There are a ton of photos on my own site if anyone wants to see more; but I didn’t want to upload the Monthly Stitch servers so have kept them to a minimum here.
These are the Jalie stretch jeans, based on the regular rise, but raised a further 1-2″ all around. I did add about 1 1/2″ to the crotch extension, which I think may not have been quite enough, and I wish I’d also added about 1″ to the back hip width, where it is a bit snug. Of course it’s stretch denim, so it’ll relax with wear, but I really feel it when I put them on.
The denim is a heavy-weight 98% cotton 2% spandex blend from European Textiles on Ottawa St N in Hamilton, I believe. It’s been in the stash for a long time, so I’m not 100% sure on its provenance. It has enough stretch to give a bit without so much that it feels like jeggings, and despite the photos is a very dark indigo, not black. I washed it on regular and dried it on hot four times; hopefully that will prevent (much?) future shrinking.
I did the topstitching with regular thread as I wanted a good colour match and none of the top-stitching threads were dark enough. The topstitching on the waistband and to attach the back pockets was done with the coverstitch machine on the chainstitch setting, to keep lots of stretch in the fabric.
I used rivets on the front pockets and I’m not sure if I’ll do so again. I found them finicky and I’m not confident in their stay-put-ness. There’s also a lot of bar-tacking around the pockets and the fly for added stability.
For the pocket linings and fly facing, I used this Tula Pink bumblebee print. And just to complete the theme, I embroidered a bee on the right back pocket with some metallic embroidery cords. I chose them to be very subtle; since the topstitching matches the denim so closely, I didn’t want the butt bee to be the only clearly visible needlework on the whole thing. It’s visible (you can see it in the featured image) but not overly so.
It’s a Sublime Stitching pattern. From the Big Flowers set, I think.
And just above the bee–though you can’t read it here–I stitched Voglio Il Core.
I got the phrase from a book on historical English clothing, where apparently a nobleman in the 1500s had the phrase embroidered all over a pair of his underwear. It means “I want the heart” or “I want the core,” and I’ve been thinking about embroidering it on a garment for fun ever since.
For embroidery nerds: the back side of the pocket is reinforced with fusible stabilizer; the pattern was traced onto freezer paper and then ironed to the denim.

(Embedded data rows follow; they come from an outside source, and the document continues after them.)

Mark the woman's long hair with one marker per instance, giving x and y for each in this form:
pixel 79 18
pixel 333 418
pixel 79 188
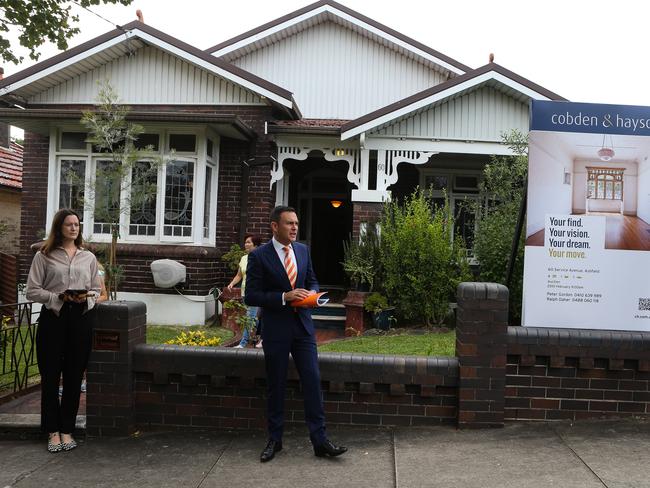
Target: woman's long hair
pixel 55 238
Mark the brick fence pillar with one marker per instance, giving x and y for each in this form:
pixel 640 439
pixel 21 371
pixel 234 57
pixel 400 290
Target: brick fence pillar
pixel 120 326
pixel 481 335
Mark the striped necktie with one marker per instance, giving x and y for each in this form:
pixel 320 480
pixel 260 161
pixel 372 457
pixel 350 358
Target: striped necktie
pixel 290 266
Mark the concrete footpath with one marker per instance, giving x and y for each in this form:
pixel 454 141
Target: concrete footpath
pixel 585 454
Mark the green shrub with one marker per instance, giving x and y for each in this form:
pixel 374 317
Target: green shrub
pixel 375 302
pixel 362 259
pixel 422 264
pixel 502 190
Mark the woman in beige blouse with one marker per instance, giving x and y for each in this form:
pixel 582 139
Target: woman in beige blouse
pixel 64 278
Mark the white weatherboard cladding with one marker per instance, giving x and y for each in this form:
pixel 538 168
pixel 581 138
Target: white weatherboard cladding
pixel 335 73
pixel 150 76
pixel 480 115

I embroidered the bee and the words first, and then cut out the pocket and finished it. The inside is lined with the same bee fabric to protect the ends of the embroidery threads.
I love Jalie. Their sizing is a thing of beauty. I went by body measurements. So this is a size T at the waist, U at the hips, and in retrospect I could have gone to a V at the hips and given myself a bit of room (given that the pattern recommends a denim with 4% spandex and these only have 2%). But! No weird ease issues. I’ve now had the pleasure of sewing up a few of their patterns and so far, going by body measurements is a completely reliable way to choose a size.